Opinion
2016-UP-479
11-16-2016
Appellate Defender Susan Barber Hackett, of Columbia, for Appellant. Attorney General Alan McCrory Wilson and Assistant Attorney General Mark Reynolds Farthing, both of Columbia; and Solicitor Jimmy A. Richardson, II, of Conway, for Respondent.
THIS OPINION HAS NO PRECEDENTIAL VALUE. IT SHOULD NOT BE CITED OR RELIED ON AS PRECEDENT IN ANY PROCEEDING EXCEPT AS PROVIDED BY RULE 268(d)(2), SCACR.
Submitted October 1, 2016
Appeal From Horry County Larry B. Hyman, Jr., Circuit Court Judge
Appellate Defender Susan Barber Hackett, of Columbia, for Appellant.

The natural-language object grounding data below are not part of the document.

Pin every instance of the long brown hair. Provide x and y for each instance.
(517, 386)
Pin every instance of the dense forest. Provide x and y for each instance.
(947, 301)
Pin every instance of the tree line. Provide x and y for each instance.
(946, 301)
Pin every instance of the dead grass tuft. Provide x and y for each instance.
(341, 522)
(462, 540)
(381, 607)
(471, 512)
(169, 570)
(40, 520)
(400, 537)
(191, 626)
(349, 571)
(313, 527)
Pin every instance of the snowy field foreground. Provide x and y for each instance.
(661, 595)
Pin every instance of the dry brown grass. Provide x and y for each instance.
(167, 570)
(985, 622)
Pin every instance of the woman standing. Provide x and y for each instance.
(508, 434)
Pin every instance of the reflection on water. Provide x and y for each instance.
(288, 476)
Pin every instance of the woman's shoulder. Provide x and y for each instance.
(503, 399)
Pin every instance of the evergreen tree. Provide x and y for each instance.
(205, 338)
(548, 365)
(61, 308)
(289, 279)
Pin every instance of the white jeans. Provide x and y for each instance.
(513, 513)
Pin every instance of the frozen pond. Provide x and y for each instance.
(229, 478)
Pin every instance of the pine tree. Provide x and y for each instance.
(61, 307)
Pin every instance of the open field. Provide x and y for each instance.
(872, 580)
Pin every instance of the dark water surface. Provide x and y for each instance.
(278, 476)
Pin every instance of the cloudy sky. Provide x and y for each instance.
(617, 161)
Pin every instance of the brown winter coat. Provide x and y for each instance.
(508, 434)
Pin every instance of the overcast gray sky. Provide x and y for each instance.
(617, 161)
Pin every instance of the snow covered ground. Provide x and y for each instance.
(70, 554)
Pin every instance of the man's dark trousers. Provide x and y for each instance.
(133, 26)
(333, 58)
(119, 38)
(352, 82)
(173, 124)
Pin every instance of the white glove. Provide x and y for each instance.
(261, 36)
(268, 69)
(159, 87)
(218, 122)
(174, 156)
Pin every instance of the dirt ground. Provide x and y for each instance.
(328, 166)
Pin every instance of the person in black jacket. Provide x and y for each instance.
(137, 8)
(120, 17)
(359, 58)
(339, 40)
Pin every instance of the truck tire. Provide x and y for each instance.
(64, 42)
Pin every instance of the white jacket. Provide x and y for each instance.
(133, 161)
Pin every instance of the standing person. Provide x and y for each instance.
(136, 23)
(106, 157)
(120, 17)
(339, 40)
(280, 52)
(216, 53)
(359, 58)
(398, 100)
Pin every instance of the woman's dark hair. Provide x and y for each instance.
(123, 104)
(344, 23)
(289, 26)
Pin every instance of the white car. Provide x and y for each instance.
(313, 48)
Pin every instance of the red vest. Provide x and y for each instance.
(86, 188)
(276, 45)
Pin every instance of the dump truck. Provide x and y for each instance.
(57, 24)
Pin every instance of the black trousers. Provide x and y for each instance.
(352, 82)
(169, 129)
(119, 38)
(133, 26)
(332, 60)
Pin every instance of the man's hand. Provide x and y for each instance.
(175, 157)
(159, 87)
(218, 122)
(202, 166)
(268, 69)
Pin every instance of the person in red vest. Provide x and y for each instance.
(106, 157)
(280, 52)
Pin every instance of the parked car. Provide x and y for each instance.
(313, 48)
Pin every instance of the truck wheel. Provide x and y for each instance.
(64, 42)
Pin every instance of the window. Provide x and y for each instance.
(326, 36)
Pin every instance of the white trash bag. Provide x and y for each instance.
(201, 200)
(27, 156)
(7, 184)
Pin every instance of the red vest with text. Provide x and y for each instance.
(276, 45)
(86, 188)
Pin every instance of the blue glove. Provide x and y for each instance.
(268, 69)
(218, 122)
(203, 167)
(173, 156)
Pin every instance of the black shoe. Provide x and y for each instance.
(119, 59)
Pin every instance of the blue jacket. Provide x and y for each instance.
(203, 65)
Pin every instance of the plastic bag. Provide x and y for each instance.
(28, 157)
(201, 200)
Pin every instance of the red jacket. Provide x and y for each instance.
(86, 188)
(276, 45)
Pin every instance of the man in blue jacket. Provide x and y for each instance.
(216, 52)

Attorney General Alan McCrory Wilson and Assistant Attorney General Mark Reynolds Farthing, both of Columbia; and Solicitor Jimmy A. Richardson, II, of Conway, for Respondent.
PER CURIAM.
Affirmed pursuant to Rule 220(b), SCACR, and the following authorities: State v. Blackmon, 304 S.C. 270, 273, 403 S.E.2d 660, 662 (1991) ("When the terms of the statute are clear and unambiguous, the court must apply them according to their literal meaning."); State v. Morgan, 352 S.C. 359, 366, 574 S.E.2d 203, 206 (Ct. App. 2002) ("Words must be given their plain and ordinary meaning without resorting to subtle or forced construction which limits or expands the statute's operation."); S.C. Code Ann. § 17-25-45(A) (2014) ("[U]pon a conviction for a most serious offense as defined by this section, a person must be sentenced to a term of imprisonment for life without the possibility of parole if that person has . . . (1) one or more prior convictions for: (a) a most serious offense . . . ." (emphasis added)); S.C. Code Ann. § 17-25-45(C) (Supp. 2015) (stating criminal sexual conduct with minors, first-degree burglary, and attempted murder are "[m]ost serious offense[s]"); State v. Burdette, 335 S.C. 34, 41, 515 S.E.2d 525, 529 (1999) ("If a defendant is convicted of one of the [section 17-25-45(C)] triggering offenses, the matter of sentencing becomes the province of the legislature."); State v. Johnson, 347 S.C. 67, 69, 552 S.E.2d 339, 340 (Ct. App. 2001) ("The General Assembly has made the sentencing provisions of section 17-25-45(A) mandatory."), overruled on other grounds by James v. State, 372 S.C. 287, 641 S.E.2d 899 (2007); State v. Jones, 344 S.C. 48, 56, 543 S.E.2d 541, 545 (2001) ("The cruel and unusual punishment clause requires the duration of a sentence not be grossly out of proportion with the severity of the crime."); State v. Rogers, 361 S.C. 178, 187-88, 603 S.E.2d 910, 915 (Ct. App. 2004) (holding the defendant's sentence of life imprisonment without the possibility of parole pursuant to the recidivist statute was not cruel and unusual punishment when the defendant was convicted of a most serious offense nineteen years prior).
We decide this case without oral argument pursuant to Rule 215, SCACR.
WILLIAMS, THOMAS, and GEATHERS, JJ., concur.